The insight is when you consider the \$\$ N \$\$ rows and the \$\$ N \$\$ columns as nodes and the cells as undirected edges (cells \$\$ (i, j) \$\$). Is considered to be an edge \$\$ r_i leftrightarrow c_j \$\$), and while you have to select the \$\$ 2N-1 \$\$ edge from all edges, exactly the \$\$ 2N \$\$ node Exists. So that the sum of those weights is maximized. Very close to MST!

To make sure it’s exactly MST, you need to check if loops are allowed. The loop must be in the form \$\$ \$ r_0 leftrightarrow c_0 leftrightarrow r_1 leftrightarrow c_1 cdots leftrightarrow r_0 \$\$ because there are no edges connecting two rows or two columns.
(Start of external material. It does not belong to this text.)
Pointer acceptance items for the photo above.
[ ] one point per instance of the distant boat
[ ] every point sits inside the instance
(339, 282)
If a loop occurs, every row and column in this loop will have at least two unknown cells, which cannot be resolved.

Therefore, you must select the \$\$ 2N-1 \$\$ Edge in the \$\$ 2N \$\$ node and graphs where loops are not allowed. This has been confirmed to be MST.

The MST part is very simple and both Kruskal and Prim work fluently.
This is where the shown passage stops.